Fashion

Retailers Using "Skinny Mirrors" To Boost Sales

by Emma Lord

Look, I am a regular human being of average height and build who will occasionally go into a dressing room and feel sorry for myself even when I am feeling my most confident. That is the breaks of getting naked in a public place with bad lighting. And while I am totally behind improving lighting and space in a dressing room to make people feel more confident, I draw the line at the "Skinny Mirrors" that retailers are using to boost their sales.

The mirror is altered just enough that the person's reflection still looks realistic, but slightly slimmed down. I get that, in the short-term, this may save some body angst, but by promoting things like this we are missing the root of the problem: there shouldn't be any body angst in the first place. Trying to put fancy mirrors in a dressing room that make people look skinnier is like trying to put a Band-Aid on a bullet wound (that is, assuming there is any altruistic motivation behind these mirrors, which there clearly isn't; there are designed to make people feel more positive about the clothes they're trying on, not their bodies).

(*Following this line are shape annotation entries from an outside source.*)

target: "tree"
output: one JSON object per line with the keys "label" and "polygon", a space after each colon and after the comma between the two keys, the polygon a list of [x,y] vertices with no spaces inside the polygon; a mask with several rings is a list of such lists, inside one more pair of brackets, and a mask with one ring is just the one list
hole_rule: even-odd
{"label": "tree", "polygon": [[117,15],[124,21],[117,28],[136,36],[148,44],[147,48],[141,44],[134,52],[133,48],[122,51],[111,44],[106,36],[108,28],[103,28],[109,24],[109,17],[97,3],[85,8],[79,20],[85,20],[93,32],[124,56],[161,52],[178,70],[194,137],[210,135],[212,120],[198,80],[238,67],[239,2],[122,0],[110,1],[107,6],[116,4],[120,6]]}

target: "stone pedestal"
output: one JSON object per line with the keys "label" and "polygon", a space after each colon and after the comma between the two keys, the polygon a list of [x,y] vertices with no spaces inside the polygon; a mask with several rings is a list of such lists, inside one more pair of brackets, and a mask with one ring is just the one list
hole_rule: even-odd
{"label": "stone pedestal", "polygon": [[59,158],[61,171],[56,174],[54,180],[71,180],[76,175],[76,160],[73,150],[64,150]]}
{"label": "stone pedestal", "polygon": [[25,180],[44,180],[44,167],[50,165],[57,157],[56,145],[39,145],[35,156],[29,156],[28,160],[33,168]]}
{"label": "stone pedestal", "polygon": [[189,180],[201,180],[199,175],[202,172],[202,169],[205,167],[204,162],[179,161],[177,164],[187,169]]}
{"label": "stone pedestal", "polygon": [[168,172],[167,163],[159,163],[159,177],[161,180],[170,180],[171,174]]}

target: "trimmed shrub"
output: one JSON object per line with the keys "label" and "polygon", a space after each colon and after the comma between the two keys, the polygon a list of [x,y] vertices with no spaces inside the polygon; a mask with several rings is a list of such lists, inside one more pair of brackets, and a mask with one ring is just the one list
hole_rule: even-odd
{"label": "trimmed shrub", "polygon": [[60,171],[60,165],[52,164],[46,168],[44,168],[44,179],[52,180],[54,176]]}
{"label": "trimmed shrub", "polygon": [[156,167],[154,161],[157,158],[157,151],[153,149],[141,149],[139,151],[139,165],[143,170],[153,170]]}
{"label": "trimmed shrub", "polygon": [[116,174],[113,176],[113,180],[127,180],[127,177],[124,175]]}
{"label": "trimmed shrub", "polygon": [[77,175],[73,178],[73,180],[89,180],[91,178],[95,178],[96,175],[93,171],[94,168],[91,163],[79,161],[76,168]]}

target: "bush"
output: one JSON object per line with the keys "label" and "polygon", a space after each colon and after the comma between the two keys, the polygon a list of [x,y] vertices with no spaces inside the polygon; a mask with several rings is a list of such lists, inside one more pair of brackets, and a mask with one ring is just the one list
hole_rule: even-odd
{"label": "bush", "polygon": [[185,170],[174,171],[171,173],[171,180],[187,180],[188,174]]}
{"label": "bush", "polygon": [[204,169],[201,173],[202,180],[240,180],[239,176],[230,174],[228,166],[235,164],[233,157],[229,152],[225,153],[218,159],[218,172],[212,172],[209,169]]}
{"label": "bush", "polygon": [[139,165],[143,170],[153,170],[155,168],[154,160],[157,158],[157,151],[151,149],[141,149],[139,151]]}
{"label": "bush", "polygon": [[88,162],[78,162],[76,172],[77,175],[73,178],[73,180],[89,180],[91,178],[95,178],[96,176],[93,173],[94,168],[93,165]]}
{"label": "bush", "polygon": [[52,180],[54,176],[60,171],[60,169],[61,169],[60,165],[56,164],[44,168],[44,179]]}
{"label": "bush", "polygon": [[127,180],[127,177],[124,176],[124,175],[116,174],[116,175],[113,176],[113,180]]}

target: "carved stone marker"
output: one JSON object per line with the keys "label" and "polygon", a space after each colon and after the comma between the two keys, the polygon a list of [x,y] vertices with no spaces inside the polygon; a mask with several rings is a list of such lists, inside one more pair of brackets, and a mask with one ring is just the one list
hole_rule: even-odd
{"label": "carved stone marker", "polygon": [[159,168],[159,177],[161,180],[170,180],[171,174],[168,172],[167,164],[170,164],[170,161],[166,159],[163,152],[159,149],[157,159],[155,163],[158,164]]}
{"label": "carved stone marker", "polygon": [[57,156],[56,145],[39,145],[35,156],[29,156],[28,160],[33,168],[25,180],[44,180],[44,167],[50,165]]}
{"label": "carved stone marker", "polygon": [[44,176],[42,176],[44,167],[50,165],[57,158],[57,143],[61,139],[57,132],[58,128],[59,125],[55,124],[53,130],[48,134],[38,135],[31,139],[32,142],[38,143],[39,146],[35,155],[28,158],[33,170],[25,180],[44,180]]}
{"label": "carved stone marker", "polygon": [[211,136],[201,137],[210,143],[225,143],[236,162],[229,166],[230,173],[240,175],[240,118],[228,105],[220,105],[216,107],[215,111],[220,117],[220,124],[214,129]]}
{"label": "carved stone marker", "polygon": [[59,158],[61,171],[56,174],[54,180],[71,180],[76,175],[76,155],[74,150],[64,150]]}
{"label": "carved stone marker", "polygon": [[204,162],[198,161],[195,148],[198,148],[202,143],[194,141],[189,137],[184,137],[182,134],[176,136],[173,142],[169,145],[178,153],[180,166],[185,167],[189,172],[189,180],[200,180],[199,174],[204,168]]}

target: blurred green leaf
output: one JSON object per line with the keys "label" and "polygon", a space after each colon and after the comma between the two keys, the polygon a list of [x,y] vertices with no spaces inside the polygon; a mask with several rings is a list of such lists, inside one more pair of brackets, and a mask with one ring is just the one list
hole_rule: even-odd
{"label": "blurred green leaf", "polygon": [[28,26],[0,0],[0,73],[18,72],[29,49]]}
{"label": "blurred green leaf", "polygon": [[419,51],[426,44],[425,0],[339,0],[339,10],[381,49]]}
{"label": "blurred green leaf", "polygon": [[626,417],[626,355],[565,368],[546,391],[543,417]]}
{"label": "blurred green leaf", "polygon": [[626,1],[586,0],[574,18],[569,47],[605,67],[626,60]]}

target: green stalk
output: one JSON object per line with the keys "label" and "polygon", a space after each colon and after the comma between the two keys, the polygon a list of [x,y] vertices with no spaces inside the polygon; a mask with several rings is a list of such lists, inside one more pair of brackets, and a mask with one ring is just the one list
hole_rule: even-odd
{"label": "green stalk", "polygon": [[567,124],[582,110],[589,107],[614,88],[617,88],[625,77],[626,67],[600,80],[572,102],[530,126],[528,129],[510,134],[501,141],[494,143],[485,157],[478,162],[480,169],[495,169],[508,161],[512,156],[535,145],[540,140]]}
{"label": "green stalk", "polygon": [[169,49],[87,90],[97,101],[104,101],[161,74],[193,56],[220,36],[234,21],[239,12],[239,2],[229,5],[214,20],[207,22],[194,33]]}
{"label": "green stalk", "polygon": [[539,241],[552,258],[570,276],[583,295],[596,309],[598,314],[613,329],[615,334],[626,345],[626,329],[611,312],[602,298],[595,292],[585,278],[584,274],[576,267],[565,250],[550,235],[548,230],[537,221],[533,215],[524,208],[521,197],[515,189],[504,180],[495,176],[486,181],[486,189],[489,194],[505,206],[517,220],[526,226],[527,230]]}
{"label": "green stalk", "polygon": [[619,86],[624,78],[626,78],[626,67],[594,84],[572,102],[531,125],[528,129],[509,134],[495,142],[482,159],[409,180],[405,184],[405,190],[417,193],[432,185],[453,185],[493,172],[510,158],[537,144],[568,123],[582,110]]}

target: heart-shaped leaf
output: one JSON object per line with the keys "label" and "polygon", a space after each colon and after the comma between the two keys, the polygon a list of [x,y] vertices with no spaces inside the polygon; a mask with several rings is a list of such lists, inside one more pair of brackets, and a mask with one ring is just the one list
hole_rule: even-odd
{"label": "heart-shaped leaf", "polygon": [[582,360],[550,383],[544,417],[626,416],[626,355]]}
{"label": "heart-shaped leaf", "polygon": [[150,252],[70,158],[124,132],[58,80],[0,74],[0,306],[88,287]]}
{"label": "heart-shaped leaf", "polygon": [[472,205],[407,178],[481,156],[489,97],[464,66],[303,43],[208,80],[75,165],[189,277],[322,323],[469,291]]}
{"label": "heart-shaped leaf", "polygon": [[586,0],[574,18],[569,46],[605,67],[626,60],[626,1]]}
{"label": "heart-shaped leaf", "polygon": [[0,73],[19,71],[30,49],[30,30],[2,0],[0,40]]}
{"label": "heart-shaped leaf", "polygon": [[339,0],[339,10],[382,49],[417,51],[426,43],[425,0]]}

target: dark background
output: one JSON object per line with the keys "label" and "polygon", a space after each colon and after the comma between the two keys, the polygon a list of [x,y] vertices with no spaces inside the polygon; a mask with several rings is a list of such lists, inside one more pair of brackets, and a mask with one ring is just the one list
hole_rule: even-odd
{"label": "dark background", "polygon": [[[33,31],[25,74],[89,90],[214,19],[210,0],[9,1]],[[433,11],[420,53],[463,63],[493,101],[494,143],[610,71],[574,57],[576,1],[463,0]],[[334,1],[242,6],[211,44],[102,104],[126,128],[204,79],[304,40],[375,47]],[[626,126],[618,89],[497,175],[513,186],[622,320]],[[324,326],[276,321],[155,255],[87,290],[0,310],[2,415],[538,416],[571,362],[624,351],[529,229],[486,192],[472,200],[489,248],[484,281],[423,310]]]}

The problem here isn't what we look like; it's the fact that society has even dictated this standard of beauty in the first place, and put pressure on women to starve themselves to look a certain way. We have to find ways to address the unrealistic body standards and teach women that they are beautiful just the way they are, rather than beautiful just the way they would be if they were the woman in the fake mirror.

The mirrors were originally just meant for home use, and I see less harm in that, because at least people are aware of the alteration. But even though these "Skinny Mirrors" are supposed to have labels on them, creator Belinda Jasmine says that retailers are already requesting they be taken off, essentially giving them the chance to lie to their customers. At what point does this stop becoming a "body confidence" issue and spiral into something meant entirely for financial gain? If the retailers (none of which have been named) get away with that, they're basically lying to their entire customer base.

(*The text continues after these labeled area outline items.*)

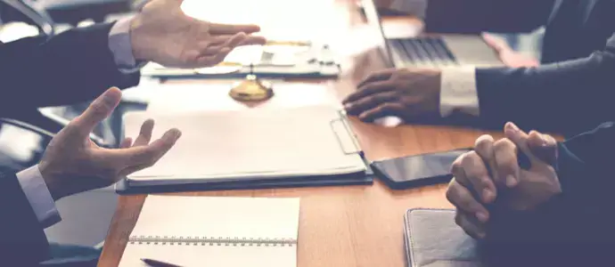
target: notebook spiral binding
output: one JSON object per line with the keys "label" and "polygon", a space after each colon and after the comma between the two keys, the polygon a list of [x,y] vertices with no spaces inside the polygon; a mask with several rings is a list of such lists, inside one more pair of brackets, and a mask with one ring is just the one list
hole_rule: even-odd
{"label": "notebook spiral binding", "polygon": [[293,247],[295,239],[215,237],[132,236],[129,244],[161,246]]}

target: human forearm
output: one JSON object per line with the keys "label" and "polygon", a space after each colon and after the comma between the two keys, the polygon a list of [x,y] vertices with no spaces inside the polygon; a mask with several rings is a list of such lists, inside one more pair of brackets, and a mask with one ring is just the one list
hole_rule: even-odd
{"label": "human forearm", "polygon": [[70,104],[113,85],[136,85],[138,73],[118,69],[108,44],[111,28],[96,25],[49,40],[30,37],[1,45],[0,77],[7,97],[0,100],[0,109]]}

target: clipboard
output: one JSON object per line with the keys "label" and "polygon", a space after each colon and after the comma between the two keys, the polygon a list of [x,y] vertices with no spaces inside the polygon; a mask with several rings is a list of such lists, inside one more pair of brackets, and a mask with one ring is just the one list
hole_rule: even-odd
{"label": "clipboard", "polygon": [[324,174],[324,175],[280,175],[263,177],[262,173],[253,173],[253,176],[242,173],[242,179],[219,180],[193,180],[191,182],[176,182],[174,184],[132,185],[127,179],[122,179],[115,184],[118,194],[146,194],[162,192],[201,191],[201,190],[253,190],[289,187],[318,187],[339,185],[365,185],[373,182],[373,172],[369,162],[365,159],[360,149],[357,136],[352,130],[348,117],[344,111],[339,111],[339,117],[329,122],[331,130],[340,145],[340,150],[346,155],[358,154],[363,160],[365,172]]}

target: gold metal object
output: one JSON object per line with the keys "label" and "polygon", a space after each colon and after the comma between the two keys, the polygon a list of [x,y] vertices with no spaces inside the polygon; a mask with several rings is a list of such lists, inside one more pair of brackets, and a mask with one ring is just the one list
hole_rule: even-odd
{"label": "gold metal object", "polygon": [[235,84],[228,94],[240,101],[261,101],[274,96],[274,91],[269,83],[259,80],[254,74],[249,74],[243,81]]}

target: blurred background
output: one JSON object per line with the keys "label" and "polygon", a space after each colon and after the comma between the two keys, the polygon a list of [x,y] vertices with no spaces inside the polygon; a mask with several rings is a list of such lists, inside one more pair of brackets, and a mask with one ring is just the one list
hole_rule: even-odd
{"label": "blurred background", "polygon": [[[2,28],[0,41],[11,42],[21,37],[45,34],[53,36],[75,27],[86,27],[94,23],[114,21],[127,18],[138,11],[146,0],[14,0],[23,5],[0,10]],[[233,1],[217,1],[217,11],[227,9],[228,12],[202,12],[209,1],[196,0],[184,3],[184,10],[195,18],[208,19],[217,22],[258,23],[263,34],[277,40],[308,38],[329,40],[335,36],[323,35],[319,28],[336,27],[328,21],[310,18],[333,16],[334,11],[321,8],[329,0],[251,0],[244,1],[245,5],[237,9],[231,4]],[[229,4],[231,3],[231,4]],[[297,9],[300,4],[306,12],[304,18],[284,18],[285,12],[277,12],[272,19],[267,12],[254,12],[256,9],[284,10],[292,5]],[[328,12],[327,11],[331,11]],[[234,16],[229,18],[228,13]],[[288,21],[284,27],[277,27],[276,21]],[[291,22],[292,21],[292,22]],[[314,25],[314,23],[322,23]],[[340,27],[343,27],[341,25]],[[335,32],[329,30],[324,32]],[[293,33],[300,36],[293,36]],[[515,50],[539,57],[542,29],[527,35],[497,35],[504,38]],[[313,35],[313,36],[310,36]],[[317,40],[317,39],[316,39]],[[139,88],[125,91],[124,101],[118,112],[100,125],[93,139],[102,146],[115,146],[120,136],[120,115],[126,110],[143,109],[146,106],[148,92],[144,90],[148,85],[156,83],[144,78]],[[59,131],[70,119],[81,113],[88,103],[70,107],[53,107],[40,109],[38,111],[23,112],[14,117],[0,120],[0,168],[20,170],[37,164],[42,156],[43,149],[53,133]],[[19,144],[16,146],[15,144]],[[51,242],[94,246],[104,239],[113,213],[118,203],[118,196],[112,187],[85,192],[60,200],[57,207],[62,222],[48,228],[45,232]]]}

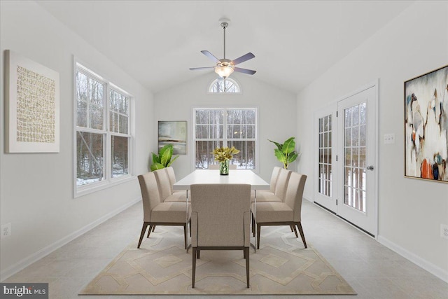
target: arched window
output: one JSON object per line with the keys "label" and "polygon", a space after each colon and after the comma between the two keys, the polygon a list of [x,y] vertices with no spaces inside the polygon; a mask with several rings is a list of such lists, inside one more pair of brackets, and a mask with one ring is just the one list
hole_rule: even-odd
{"label": "arched window", "polygon": [[241,93],[241,88],[237,81],[233,79],[218,78],[210,84],[209,93]]}

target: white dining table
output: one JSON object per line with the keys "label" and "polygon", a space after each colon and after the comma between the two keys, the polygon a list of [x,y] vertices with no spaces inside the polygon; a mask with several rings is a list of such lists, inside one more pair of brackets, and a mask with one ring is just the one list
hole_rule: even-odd
{"label": "white dining table", "polygon": [[247,183],[252,190],[269,189],[270,184],[252,170],[231,169],[221,176],[219,169],[197,169],[173,185],[175,190],[190,190],[195,183]]}
{"label": "white dining table", "polygon": [[[196,169],[183,179],[173,184],[174,190],[186,190],[187,193],[187,202],[188,202],[188,190],[191,185],[195,183],[246,183],[251,185],[251,189],[254,190],[254,200],[257,202],[257,190],[266,190],[270,188],[269,183],[258,176],[252,170],[231,169],[229,174],[222,176],[219,169]],[[193,199],[194,200],[194,199]],[[256,216],[256,204],[254,204],[253,213]],[[257,247],[257,227],[255,229],[255,244],[251,243],[255,252]],[[187,251],[188,250],[188,246]]]}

What is super jarring to me is that the Facebook page of "Skinny Mirror" seems to also be aggressively trying to promote good body image and celebrate women's bodies. I cannot wrap my head around reconciling the idea of a company telling you to be confident in your own skin and selling a product that encourages you to like yourself better when you look thinner. The mere existence of this product is perpetuating the lack of confidence women already have. Pick a side, "Skinny Mirror," because you can't have both.